Lex Brodie – Doing it the right way for a long time.
I first arrived in Hawaii on the 1st of May in 1962. It’s changed a great deal over the years, of course, but I remember, even then, thinking how truly wonderful this place must have been 25 or 30 years earlier … when the Moana and the Royal Hawaiian were really the only two hotels on Waikiki Beach and it took tourists almost a week to get here by ship from the West Coast.
Lex Brodie was there in those days. He was born on Kauai, but moved to Oahu when he was just a kid. As a young man, Lex gave surfing lessons to tourists and apparently specialized in young females.

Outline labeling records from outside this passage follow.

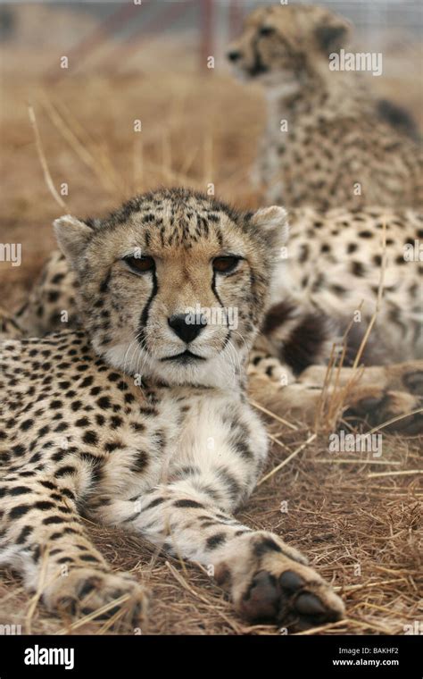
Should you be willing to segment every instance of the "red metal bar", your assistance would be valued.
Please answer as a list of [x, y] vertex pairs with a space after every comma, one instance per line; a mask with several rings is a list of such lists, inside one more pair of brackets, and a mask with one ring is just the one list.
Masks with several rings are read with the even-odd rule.
[[239, 0], [231, 0], [229, 4], [229, 37], [236, 38], [241, 32], [244, 12]]
[[[112, 60], [112, 63], [115, 66], [112, 71], [119, 70], [120, 63], [127, 62], [132, 54], [138, 51], [141, 46], [144, 46], [148, 40], [153, 39], [160, 30], [166, 29], [170, 26], [190, 5], [195, 4], [198, 0], [184, 0], [181, 3], [171, 3], [171, 7], [163, 8], [163, 12], [158, 14], [149, 22], [148, 34], [139, 35], [140, 30], [143, 32], [145, 30], [145, 25], [144, 25], [139, 30], [135, 31], [126, 40], [126, 46], [123, 48], [116, 48], [116, 52], [119, 50], [119, 63], [116, 59]], [[112, 59], [111, 59], [112, 62]]]
[[[97, 26], [92, 33], [87, 38], [84, 38], [79, 45], [70, 50], [67, 51], [66, 56], [68, 57], [70, 68], [74, 68], [75, 60], [78, 60], [77, 65], [79, 66], [83, 58], [95, 49], [101, 43], [104, 42], [110, 32], [121, 23], [124, 23], [132, 14], [139, 11], [139, 5], [134, 4], [134, 3], [129, 3], [119, 8], [116, 12], [107, 17], [100, 26]], [[62, 71], [59, 68], [55, 68], [51, 71], [50, 77], [52, 80], [58, 80]]]

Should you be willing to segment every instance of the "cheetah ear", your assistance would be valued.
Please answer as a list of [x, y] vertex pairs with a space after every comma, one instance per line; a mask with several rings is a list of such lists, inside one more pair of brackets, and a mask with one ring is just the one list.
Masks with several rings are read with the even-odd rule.
[[250, 224], [265, 236], [271, 247], [281, 247], [288, 239], [287, 216], [286, 210], [280, 205], [261, 207], [252, 215]]
[[326, 54], [339, 52], [347, 43], [350, 33], [351, 24], [338, 17], [331, 17], [331, 21], [321, 23], [314, 31], [318, 45]]
[[75, 267], [93, 235], [93, 230], [71, 214], [55, 219], [53, 228], [59, 247]]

By his own account, he had an awfully good time for what most of us would consider a well-spent youth.
Child movie star Shirley Temple posed with Waikiki beach boys some time in the 30s. Lex Brodie is the tall one standing behind her and to the left.

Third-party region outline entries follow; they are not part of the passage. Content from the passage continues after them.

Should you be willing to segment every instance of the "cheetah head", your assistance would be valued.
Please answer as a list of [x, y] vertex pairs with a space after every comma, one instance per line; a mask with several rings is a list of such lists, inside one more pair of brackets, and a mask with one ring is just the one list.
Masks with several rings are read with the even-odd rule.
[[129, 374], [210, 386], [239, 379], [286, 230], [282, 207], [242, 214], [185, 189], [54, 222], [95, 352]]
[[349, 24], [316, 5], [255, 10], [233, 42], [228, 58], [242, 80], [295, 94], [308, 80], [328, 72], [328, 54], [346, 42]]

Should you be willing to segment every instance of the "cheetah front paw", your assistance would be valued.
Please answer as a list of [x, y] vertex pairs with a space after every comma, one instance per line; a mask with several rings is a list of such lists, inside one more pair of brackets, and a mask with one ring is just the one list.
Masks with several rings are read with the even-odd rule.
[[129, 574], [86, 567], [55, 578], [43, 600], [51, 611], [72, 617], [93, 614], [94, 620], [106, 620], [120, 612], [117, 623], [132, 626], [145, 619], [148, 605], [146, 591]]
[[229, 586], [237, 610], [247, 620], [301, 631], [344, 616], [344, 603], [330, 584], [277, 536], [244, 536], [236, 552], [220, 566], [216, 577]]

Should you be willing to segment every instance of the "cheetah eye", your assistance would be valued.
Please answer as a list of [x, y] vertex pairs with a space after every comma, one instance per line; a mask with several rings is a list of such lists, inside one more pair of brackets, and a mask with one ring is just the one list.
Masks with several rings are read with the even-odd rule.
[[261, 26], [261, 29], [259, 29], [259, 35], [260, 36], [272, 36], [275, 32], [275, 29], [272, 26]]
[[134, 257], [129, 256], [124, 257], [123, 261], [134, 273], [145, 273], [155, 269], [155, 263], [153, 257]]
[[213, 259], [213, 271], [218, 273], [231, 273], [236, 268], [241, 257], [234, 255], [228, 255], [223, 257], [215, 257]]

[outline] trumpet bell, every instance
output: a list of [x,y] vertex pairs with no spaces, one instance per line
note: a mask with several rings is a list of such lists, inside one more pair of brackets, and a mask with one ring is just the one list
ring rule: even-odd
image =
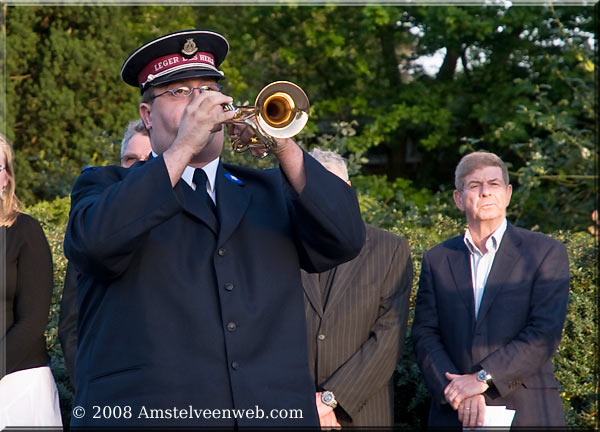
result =
[[256,97],[256,122],[275,138],[290,138],[306,126],[310,103],[306,93],[289,81],[275,81]]

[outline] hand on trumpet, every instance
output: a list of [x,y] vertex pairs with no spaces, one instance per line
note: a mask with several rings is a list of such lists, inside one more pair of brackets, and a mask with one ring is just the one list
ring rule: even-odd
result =
[[223,122],[230,120],[234,114],[221,108],[224,103],[232,101],[231,97],[222,93],[194,92],[191,98],[183,111],[175,141],[187,147],[193,155],[198,155],[210,146],[215,134],[223,129]]
[[248,146],[248,150],[255,158],[264,158],[269,153],[277,153],[276,149],[285,147],[288,141],[292,142],[289,138],[273,138],[277,141],[277,147],[268,149],[250,126],[241,123],[227,124],[227,133],[232,142],[238,141],[241,146]]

Back around 1960, Lex opened a tire store in Honolulu and became a local celebrity because of his TV commercials, every one of which closed with Lex looking into the camera and saying, “Thank you (pause) very much” (emphasis on “very”).

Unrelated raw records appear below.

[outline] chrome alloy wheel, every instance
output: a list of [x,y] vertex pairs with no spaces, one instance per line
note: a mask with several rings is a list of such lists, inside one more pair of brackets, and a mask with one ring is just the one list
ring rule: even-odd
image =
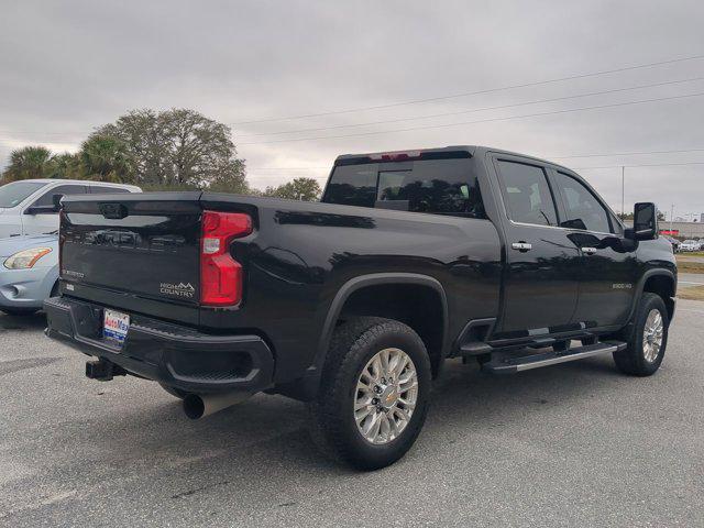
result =
[[646,326],[642,330],[642,355],[648,363],[652,363],[660,353],[662,346],[662,333],[664,332],[664,323],[660,310],[652,309],[646,319]]
[[418,374],[400,349],[384,349],[362,370],[356,382],[354,420],[370,443],[397,438],[410,422],[418,399]]

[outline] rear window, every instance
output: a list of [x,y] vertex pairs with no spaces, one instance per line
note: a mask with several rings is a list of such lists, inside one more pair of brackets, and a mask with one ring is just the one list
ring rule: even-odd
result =
[[337,166],[322,201],[485,218],[468,158]]

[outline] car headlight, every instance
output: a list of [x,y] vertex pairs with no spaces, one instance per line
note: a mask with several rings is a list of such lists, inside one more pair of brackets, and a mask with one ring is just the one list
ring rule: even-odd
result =
[[30,267],[34,267],[34,264],[36,264],[41,257],[51,252],[51,248],[33,248],[31,250],[20,251],[4,261],[4,267],[8,270],[29,270]]

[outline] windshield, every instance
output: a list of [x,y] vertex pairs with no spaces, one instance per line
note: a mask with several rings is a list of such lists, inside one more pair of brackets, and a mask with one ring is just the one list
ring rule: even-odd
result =
[[37,182],[13,182],[11,184],[3,185],[0,187],[0,207],[14,207],[45,185],[46,184],[40,184]]

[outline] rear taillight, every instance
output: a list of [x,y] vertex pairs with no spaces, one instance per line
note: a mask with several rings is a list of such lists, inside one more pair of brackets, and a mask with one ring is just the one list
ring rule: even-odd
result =
[[230,242],[252,232],[241,212],[204,211],[200,243],[200,302],[233,306],[242,300],[242,265],[230,255]]

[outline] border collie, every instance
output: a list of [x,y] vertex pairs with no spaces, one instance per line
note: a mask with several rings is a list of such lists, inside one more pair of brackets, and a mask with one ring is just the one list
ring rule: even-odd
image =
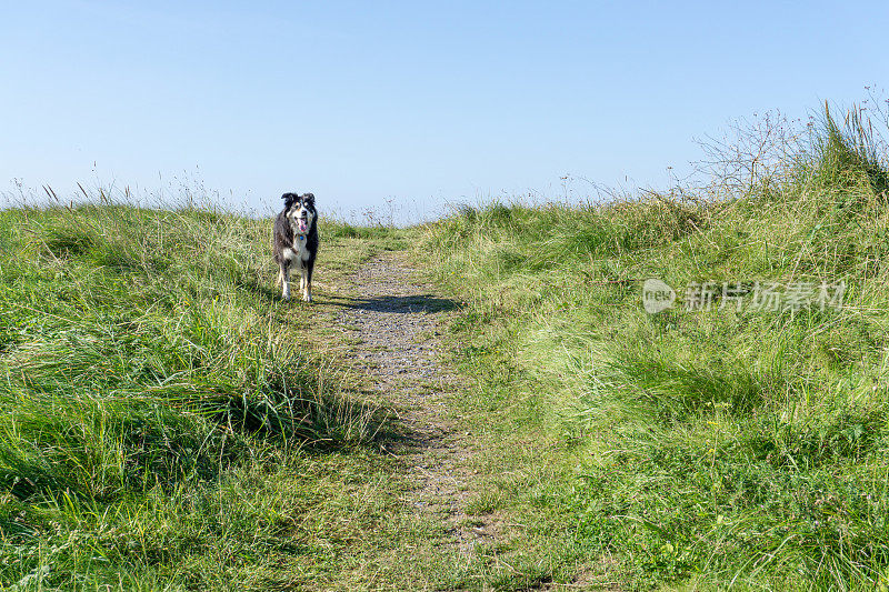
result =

There were other tire stores in Honolulu, of course, but for me and most folks, it was unthinkable to buy tires anywhere but at Lex Brodie’s. I pulled in one day to get a slow leak fixed and, while I was waiting, couldn’t help notice that every one of the half-dozen people working there were really hustling about their work. The whole place seemed to be running on fast-forward.
Lex himself was doing some paperwork at an old metal desk sitting on a kind of platform a couple of steps above the main floor. Lex and I belonged to a couple of civic organizations together and I wandered over to say hello. During the conversation, I mentioned his hustling employees and asked how he managed to motivate them. Lex smiled at me. “It’s the ‘No Walls’ theory,” he said. “They can all see me, and I can see all of them.”
Lex was active in a great many community organizations and served for years as an elected member of the Board of Education. But he always loved surfing and for decades, Lex kept a surfboard in a locker at Waikiki Beach. He continued to surf there almost every morning for years … finally giving it up at age 90. I remember a wonderful photo on the wall of his tire store. It showed three generations of Brodies – Lex, his son, Sandy, and a tow-headed grandson – all surfing the same wave off Waikiki … and all three of them grinning happily at the camera.
Lex Brodie turned 97 a week ago, still an inspiration to us all.
Hau`oli la Hanau, Lex. And thank you … very much.